The taboo against nakedness is an obstacle to a decent attitude on the subject of sex. Where young children are concerned, this is now recognized by many people. It is good for children to see each other and their parents naked whenever it so happens naturally. There will be a short period, probably at about three years old, when the child is interested in the differences between his father and his mother, and compares them with the differences between himself and his sister, but this period is soon over, and after this he takes no more interest in nudity than in clothes. So long as parents are unwilling to be seen naked by their children, the children will necessarily have a sense that there is a mystery, and having that sense they will become prurient and indecent. There is only one way to avoid indecency, and that is to avoid mystery.
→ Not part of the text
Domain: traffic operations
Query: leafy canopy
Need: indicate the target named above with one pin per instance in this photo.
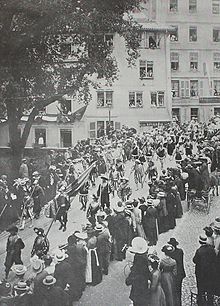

There are also many important grounds of health in favour of nudity in suitable circumstances, such as out-of-doors in sunny weather. Sunshine on the bare skin has an exceedingly health-giving effect. Moreover any one who has watched children running about in the open-air without their clothes must have been struck by the fact that they hold themselves much better and move more freely and more gracefully than when they are dressed. The same thing is true of grown-up people. The proper place for nudity is out-of-doors in the sunshine and in the water. If our conventions allowed of this, it would soon cease to make any sexual appeal; we should all hold ourselves better, we should be healthier from the contact of air and sun with the skin, and our standards of beauty would more nearly coincide with standards of health, since they would concern themselves with the body and its carriage, not only with the face. In this respect the practice of the Greeks was to be commended.

  1. This includes the police and the magistrates, but hardly any modern educators.
  2. See Desmond MacCarthy, “Obscenity and the Law,” Life and Letters, May, 1929.
  3. Owing to the prosecution of the first volume, the subsequent volumes were not published in England.
  4. “To the Pure,” Viking Press, 1928.
  5. See the excellent account of this incident in “Let Freedom Ring.”